# Adding a constant to the potential introduces a phase factor

Required math: algebra, calculus (partial derivatives and integration by parts), complex numbers

Required physics: Schrödinger equation, probability density

Reference: Griffiths, David J. (2005), Introduction to Quantum Mechanics, 2nd Edition; Pearson Education – Problem 1.8.

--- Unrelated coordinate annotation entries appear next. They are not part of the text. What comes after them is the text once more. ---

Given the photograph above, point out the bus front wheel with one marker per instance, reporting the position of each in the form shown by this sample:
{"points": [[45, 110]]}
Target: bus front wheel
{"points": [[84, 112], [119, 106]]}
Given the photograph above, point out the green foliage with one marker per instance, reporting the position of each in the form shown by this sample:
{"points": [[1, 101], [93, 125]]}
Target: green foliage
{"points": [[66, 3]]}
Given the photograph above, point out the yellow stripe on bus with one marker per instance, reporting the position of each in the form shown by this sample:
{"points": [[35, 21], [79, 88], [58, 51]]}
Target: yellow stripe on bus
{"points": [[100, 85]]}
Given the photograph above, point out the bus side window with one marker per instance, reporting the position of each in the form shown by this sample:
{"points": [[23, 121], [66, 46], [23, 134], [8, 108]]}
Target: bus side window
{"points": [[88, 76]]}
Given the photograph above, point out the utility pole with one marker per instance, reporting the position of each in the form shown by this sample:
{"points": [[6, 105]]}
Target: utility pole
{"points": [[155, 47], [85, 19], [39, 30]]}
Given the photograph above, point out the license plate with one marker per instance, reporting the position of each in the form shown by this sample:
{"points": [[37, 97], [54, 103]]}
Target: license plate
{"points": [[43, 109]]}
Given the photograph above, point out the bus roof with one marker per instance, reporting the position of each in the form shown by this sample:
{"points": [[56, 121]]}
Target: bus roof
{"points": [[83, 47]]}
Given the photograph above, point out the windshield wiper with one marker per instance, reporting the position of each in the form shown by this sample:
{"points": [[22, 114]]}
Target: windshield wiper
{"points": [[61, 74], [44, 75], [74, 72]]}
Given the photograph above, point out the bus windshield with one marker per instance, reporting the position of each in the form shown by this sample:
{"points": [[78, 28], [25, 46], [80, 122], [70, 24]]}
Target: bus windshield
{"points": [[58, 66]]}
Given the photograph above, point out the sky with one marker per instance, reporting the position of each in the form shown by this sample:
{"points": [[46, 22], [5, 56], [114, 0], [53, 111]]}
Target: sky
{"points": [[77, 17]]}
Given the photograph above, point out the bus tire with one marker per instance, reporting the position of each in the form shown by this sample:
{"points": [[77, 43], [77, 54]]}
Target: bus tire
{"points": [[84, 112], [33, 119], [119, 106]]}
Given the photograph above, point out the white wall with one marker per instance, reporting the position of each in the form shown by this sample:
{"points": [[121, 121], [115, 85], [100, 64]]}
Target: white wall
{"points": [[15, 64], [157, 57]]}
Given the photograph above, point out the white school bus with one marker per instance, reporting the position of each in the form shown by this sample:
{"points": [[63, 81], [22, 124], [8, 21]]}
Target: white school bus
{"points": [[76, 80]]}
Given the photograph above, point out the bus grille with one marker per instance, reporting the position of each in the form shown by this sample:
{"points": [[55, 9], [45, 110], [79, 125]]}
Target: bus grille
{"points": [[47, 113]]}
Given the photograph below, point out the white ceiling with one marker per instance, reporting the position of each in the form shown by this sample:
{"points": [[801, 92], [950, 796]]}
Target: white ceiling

The time-independent Schrödinger equation in one dimension can be separated into two equations as follows:

 $\displaystyle -\frac{\hbar^{2}}{2m}\frac{d^{2}\psi(x)}{dx^{2}}+V(x)\psi(x)$ $\displaystyle =$ $\displaystyle E\psi(x)\ \ \ \ \ (1)$ $\displaystyle i\hbar\frac{d\Xi(t)}{dt}$ $\displaystyle =$ $\displaystyle E\Xi(t) \ \ \ \ \ (2)$

and the general solution is

$\displaystyle \Psi\left(x,t\right)=\psi\left(x\right)\Xi\left(t\right) \ \ \ \ \ (3)$

The time component can be solved as

$\displaystyle \Xi\left(t\right)=Ce^{-iEt/\hbar} \ \ \ \ \ (4)$

where ${C}$ is the constant of integration.

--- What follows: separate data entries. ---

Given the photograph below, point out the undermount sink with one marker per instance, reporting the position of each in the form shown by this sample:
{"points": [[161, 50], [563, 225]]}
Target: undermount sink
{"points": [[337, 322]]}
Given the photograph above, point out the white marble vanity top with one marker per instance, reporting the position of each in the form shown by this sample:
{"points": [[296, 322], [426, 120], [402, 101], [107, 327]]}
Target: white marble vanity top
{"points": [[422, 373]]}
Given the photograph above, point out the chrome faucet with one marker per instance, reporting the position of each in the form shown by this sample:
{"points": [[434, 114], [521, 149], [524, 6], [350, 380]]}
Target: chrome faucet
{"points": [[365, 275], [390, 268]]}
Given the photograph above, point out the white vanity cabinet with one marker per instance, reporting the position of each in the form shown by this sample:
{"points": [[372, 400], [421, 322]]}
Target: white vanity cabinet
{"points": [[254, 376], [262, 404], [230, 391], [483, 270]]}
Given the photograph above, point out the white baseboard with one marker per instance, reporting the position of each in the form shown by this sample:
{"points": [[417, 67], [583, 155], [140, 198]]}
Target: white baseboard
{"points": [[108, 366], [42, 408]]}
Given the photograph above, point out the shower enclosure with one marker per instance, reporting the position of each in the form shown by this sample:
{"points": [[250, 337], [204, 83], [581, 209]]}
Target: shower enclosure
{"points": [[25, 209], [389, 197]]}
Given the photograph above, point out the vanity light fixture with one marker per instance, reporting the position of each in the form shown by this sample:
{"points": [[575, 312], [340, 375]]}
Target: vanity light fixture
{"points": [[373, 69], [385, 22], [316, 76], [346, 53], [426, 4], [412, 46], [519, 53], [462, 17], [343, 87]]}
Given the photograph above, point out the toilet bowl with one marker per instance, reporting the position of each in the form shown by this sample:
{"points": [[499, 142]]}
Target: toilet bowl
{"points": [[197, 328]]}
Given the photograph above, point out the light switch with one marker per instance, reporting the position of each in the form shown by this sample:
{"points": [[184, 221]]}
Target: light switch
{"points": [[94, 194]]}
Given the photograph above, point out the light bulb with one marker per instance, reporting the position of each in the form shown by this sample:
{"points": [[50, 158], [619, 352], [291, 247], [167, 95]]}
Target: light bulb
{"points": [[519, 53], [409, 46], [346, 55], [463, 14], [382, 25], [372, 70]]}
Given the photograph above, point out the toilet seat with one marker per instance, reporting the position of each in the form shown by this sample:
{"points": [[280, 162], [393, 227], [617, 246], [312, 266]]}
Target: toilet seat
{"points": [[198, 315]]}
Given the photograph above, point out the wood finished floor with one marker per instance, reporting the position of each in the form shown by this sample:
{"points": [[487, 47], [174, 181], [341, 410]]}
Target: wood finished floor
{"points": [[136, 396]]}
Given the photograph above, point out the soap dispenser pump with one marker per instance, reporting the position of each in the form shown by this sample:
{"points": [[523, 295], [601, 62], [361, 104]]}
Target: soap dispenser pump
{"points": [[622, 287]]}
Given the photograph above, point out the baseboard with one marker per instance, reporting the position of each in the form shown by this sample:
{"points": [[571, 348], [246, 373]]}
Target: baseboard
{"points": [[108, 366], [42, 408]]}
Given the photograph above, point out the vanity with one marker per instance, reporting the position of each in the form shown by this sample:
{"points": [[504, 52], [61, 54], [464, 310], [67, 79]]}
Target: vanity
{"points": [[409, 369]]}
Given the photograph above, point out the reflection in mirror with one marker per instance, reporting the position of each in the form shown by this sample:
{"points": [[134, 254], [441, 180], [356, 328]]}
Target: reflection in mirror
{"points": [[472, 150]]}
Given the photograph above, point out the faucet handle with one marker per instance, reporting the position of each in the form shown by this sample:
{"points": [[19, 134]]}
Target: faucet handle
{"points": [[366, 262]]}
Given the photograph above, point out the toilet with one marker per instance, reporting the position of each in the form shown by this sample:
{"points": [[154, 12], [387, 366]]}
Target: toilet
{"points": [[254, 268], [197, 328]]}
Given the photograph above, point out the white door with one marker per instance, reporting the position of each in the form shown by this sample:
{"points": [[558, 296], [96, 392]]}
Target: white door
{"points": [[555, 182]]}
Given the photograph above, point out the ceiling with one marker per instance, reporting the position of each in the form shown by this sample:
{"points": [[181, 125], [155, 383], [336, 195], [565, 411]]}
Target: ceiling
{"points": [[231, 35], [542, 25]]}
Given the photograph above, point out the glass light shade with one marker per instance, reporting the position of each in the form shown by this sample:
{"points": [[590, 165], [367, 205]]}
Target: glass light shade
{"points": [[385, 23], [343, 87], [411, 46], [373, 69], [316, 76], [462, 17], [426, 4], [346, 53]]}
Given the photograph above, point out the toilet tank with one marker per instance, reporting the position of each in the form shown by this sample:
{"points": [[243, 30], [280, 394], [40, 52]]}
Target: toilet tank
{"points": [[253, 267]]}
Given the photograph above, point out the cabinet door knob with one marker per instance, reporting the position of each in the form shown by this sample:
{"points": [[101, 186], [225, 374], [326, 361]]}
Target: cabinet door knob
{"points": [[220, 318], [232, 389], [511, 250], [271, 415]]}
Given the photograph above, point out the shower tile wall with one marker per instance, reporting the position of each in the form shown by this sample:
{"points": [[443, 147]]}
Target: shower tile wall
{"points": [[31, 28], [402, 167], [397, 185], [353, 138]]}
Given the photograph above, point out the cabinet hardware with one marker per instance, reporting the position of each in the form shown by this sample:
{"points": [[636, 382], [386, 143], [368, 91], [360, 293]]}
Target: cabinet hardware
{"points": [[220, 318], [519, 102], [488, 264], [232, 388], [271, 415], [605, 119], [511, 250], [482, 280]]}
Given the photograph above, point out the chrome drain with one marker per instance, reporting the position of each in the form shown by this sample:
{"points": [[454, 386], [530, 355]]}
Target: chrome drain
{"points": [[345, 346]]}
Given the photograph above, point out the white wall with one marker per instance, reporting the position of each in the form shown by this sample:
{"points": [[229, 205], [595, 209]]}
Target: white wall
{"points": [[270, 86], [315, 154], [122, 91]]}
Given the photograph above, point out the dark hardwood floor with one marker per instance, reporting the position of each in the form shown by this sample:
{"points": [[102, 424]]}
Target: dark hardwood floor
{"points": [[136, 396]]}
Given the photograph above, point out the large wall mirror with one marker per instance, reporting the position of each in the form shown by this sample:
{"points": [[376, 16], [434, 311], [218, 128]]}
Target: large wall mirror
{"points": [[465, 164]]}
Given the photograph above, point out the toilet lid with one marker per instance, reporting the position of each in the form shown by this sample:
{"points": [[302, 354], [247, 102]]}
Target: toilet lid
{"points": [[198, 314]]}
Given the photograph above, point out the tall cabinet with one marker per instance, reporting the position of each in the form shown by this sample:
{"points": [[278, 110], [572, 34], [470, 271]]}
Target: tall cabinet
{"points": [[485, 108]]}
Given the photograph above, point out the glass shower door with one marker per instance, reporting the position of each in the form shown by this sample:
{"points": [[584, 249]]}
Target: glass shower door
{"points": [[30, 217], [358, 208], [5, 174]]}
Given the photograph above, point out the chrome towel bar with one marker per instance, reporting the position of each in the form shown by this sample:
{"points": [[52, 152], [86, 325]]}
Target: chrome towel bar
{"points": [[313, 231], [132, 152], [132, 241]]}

If we add a constant (in both space and time) ${V_{0}}$ to the potential, then the original Schrödinger equation becomes

 $\displaystyle -\frac{\hbar^{2}}{2m}\frac{d^{2}\Psi}{dx^{2}}+V(x)\Psi+V_{0}\Psi$ $\displaystyle =$ $\displaystyle i\hbar\frac{\partial\Psi}{\partial t}\ \ \ \ \ (5)$ $\displaystyle -\frac{\hbar^{2}}{2m}\frac{d^{2}\Psi}{dx^{2}}+V(x)\Psi$ $\displaystyle =$ $\displaystyle i\hbar\frac{\partial\Psi}{\partial t}-V_{0}\Psi \ \ \ \ \ (6)$

Applying separation of variables gives us

 $\displaystyle -\frac{\hbar^{2}}{2m}\frac{1}{\psi(x)}\frac{\partial^{2}\psi(x)}{\partial x^{2}}+V(x)$ $\displaystyle =$ $\displaystyle E\ \ \ \ \ (7)$ $\displaystyle i\hbar\frac{1}{\Xi(t)}\frac{\partial\Xi}{\partial t}-V_{0}$ $\displaystyle =$ $\displaystyle E \ \ \ \ \ (8)$

[Since ${V_{0}}$ is independent of both ${x}$ and ${t}$, we could put it in either the ${\psi\left(x\right)}$ or the ${\Xi\left(t\right)}$ equation, but putting it in the ${\Xi}$ equation eliminates it from the more complex ${\psi}$ equation, so we’ll do that.]

The solution to 8 is now

$\displaystyle \Xi\left(t\right)=Ce^{-i\left(E+V_{0}\right)t/\hbar} \ \ \ \ \ (9)$

so we’ve introduced a phase factor ${e^{-iV_{0}t/\hbar}}$ into the overall wave function ${\Psi}$. For the time-independent Schrödinger equation, all quantities of physical interest involve multiplying the complex conjugate ${\Psi^*}$ by some operator ${\hat{Q}\left(x\right)}$ that depends only on ${x}$, operating on ${\Psi}$. That is, we’re interested only in quantities of the form

 $\displaystyle \Psi^*\left[\hat{Q}\left(x\right)\Psi\right]$ $\displaystyle =$ $\displaystyle \left|C\right|^{2}e^{+i\left(E+V_{0}\right)t/\hbar}e^{-i\left(E+V_{0}\right)t/\hbar}\psi^*\left[\hat{Q}\left(x\right)\psi\right]\ \ \ \ \ (10)$ $\displaystyle$ $\displaystyle =$ $\displaystyle \left|C\right|^{2}\psi^*\left[\hat{Q}\left(x\right)\psi\right] \ \ \ \ \ (11)$

Thus the phase factor disappears when calculating any physical quantity.